田中裕子や夏木マリも…スタジオジブリ作品で悪役を務めた芸能人の“トラウマ級に怖かった名演技”の画像
© 1986 Studio Ghibli

 子どもから大人まで幅広い世代に愛されているスタジオジブリ作品には、怖くて恐ろしい悪役が登場するシーンがある。そしてそんな悪役の声を芸能人が演じ、たびたび話題になることも多い。そこで今回は、スタジオジブリ作品で悪役キャラを演じていた芸能人たちの“トラウマ級”に怖かった名演技をご紹介しよう。

■子どもたちが泣いた…!? 『ゲド戦記』クモ役の田中裕子

 2006年公開の『ゲド戦記』で、悪役である魔法使い・クモを演じていたのが、女優の田中裕子だ。

 田中といえば、1983年から放送されたNHK連続テレビ小説『おしん』の主演・田倉しん役で知られ、以降も数々の映画やドラマなどで活躍している押しも押されもせぬ名女優だ。

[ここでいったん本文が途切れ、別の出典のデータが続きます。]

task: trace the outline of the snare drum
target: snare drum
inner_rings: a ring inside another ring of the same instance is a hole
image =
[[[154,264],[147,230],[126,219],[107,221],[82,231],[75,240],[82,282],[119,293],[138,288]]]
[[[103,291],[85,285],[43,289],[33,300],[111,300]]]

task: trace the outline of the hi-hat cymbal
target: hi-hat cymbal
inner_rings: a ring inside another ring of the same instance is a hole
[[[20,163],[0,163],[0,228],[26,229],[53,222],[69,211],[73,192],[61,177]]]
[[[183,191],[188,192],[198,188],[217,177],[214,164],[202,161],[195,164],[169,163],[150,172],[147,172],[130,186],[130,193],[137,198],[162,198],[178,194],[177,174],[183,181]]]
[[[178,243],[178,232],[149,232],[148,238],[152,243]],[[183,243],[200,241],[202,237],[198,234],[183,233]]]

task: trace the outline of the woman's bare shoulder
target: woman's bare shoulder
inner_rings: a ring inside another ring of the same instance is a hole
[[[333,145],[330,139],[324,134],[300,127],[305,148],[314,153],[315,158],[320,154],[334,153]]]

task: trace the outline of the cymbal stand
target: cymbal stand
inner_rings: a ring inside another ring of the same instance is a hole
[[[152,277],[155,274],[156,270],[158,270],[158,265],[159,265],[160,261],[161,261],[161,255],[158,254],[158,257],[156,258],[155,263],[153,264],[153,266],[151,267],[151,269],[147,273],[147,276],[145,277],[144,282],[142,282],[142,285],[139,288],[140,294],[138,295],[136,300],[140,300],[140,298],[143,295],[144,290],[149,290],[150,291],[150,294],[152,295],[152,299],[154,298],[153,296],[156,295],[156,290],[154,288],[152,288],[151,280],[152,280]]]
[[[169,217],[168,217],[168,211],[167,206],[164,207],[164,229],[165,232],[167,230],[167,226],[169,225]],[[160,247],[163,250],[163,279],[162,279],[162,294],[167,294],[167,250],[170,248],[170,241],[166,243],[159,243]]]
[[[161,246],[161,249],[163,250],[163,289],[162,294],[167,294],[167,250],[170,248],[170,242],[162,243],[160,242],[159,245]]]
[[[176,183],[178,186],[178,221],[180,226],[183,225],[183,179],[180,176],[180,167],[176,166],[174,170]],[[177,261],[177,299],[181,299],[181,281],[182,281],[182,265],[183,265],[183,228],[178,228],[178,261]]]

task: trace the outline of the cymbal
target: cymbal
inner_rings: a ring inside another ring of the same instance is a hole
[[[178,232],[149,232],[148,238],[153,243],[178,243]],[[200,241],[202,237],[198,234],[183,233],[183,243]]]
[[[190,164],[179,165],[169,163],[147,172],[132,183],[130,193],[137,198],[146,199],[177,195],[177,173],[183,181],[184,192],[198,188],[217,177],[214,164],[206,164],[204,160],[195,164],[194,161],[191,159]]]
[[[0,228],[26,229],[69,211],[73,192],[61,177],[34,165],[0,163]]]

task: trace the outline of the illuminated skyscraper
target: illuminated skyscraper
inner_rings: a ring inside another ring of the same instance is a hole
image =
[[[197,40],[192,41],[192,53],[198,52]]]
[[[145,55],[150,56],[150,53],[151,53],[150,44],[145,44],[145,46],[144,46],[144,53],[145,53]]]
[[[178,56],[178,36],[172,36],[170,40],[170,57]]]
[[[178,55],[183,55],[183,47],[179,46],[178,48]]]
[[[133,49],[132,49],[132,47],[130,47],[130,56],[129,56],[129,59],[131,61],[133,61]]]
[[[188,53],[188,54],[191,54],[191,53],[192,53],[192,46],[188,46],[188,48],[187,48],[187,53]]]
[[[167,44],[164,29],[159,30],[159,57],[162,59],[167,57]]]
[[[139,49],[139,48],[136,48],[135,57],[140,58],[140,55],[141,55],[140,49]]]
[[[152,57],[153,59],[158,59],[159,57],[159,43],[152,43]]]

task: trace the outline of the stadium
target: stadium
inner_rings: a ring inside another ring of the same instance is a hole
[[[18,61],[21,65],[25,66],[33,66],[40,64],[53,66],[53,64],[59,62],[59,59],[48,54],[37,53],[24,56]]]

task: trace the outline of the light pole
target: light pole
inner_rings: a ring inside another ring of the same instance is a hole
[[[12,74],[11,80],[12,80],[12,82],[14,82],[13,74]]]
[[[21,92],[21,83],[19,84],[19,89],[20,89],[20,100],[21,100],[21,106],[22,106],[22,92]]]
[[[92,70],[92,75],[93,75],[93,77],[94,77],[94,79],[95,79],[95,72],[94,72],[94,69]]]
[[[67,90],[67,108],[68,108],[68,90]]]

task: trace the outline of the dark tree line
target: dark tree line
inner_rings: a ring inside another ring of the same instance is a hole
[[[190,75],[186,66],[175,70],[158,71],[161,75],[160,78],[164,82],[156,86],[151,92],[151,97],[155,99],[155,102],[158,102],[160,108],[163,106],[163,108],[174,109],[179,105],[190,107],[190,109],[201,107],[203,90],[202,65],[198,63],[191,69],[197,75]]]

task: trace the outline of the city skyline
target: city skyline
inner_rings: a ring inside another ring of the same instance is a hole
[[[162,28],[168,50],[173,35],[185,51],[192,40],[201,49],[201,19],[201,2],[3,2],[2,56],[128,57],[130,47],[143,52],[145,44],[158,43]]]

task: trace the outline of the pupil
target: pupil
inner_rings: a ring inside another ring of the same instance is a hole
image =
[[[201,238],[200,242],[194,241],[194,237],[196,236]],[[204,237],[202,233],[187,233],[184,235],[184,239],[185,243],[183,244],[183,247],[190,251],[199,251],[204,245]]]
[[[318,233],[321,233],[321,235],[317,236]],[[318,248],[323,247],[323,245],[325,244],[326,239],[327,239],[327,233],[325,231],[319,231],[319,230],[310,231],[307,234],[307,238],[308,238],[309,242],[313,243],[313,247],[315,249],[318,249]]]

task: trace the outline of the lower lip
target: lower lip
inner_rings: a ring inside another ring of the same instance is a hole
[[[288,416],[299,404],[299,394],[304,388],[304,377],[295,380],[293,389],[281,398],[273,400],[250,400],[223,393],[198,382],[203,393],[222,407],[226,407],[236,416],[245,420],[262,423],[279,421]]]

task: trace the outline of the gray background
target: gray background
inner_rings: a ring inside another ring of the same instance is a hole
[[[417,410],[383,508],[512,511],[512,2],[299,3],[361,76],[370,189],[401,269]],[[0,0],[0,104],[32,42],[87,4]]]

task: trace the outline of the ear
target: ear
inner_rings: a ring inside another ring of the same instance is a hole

 彼女の演じるクモの性別は男性ではあるのだが、中性的な美しさを持ち、田中の落ち着いた声がとてもマッチしていた。しかし物語のクライマックスが近づくと、クモは豹変していく。髪をふり乱し感情的になっていく様子は恐ろしく、「死んだ、死んだ、かわいそう…」とボソボソとつぶやく声が「怖すぎる」と話題になった。

 そんなクモ役で名演を見せた田中だが、1997年公開の『もののけ姫』でも悪役・エボシ御前を務めている。エボシは石火矢をつくり出す“タタラ場”を築き、人々を率いるリーダーだった。彼女は自分の目的のためなら森を壊すことも、神と呼ばれる動物たちを殺すこともいとわない性格で、物語においてサンやアシタカと敵対することになる。

 田中はそんなエボシの、芯が強く気品がありつつも冷静な女性像を見事に演じている。彼女の迫真の演技を見て、宮崎監督や鈴木敏夫プロデューサーは思わず「うまい」と感嘆し、絶賛するほど。何度も監督が“会心の笑み”を見せる様子がドキュメント映像『「もののけ姫」はこうして生まれた。』に収録されていた。約2年にわたって記録したこの作品も、本編と併せて見てみると、よりジブリを知ることができ、楽しめると思う。

■「人がゴミのようだ」はジブリ屈指の名セリフ!『天空の城ラピュタ』ムスカ大佐役の寺田農

 1986年公開の『天空の城ラピュタ』の悪役といえば、ラピュタを探すためにヒロイン・シータをつけ狙うムスカ大佐だ。

 彼は政府から派遣された優秀な諜報員で、わずか28歳にして大佐という階級まで上り詰めたエリートでもある。優秀なのは間違いないのだが、ムスカは自分の目的のために冷酷非道な行いの数々を犯したことでも知られている。

 シータをつけ狙い、彼女を拉致にも近い形で連れ去るムスカ。やがてラピュタを見つけると、今までともに戦ってきたはずの軍の人間たちを、“ゴミのように”下界へと落としてしまう。

 ムスカがこのときの様子を見て言い放った「見ろ! 人がゴミのようだ!!」は、彼の名セリフとしてあまりにも有名だ。人間が遥か下の世界へ落とされているというのに、嬉々として叫ぶムスカには狂気すら感じてしまうのは筆者だけではないはずだ。

 そんなムスカ役を演じたのが、寺田農だ。俳優として『ウルトラシリーズ』や『銭形平次』、『大江戸捜査網』など数々のドラマへの出演、そして、その美声からかナレーター役に抜擢されることも多い寺田。

 じつはムスカを演じた当時、宮崎監督とモメてしまったというエピソードを2022年11月8日に公開されたテレビ朝日によるインタビューで明かしていた寺田。アニメ製作特有のアフレコ風景が肌に合わなかった寺田は、タイムラップのみでセリフの演技をすることがストレスだったそう。ムスカ役が一時期“トラウマだった”というから、驚きである。

 それにしても、たった2日という短い時間で不慣れなアニメ声優に挑戦した寺田だが、そんなことを微塵も感じさせない名演技は、さすがと言わざるを得ないだろう。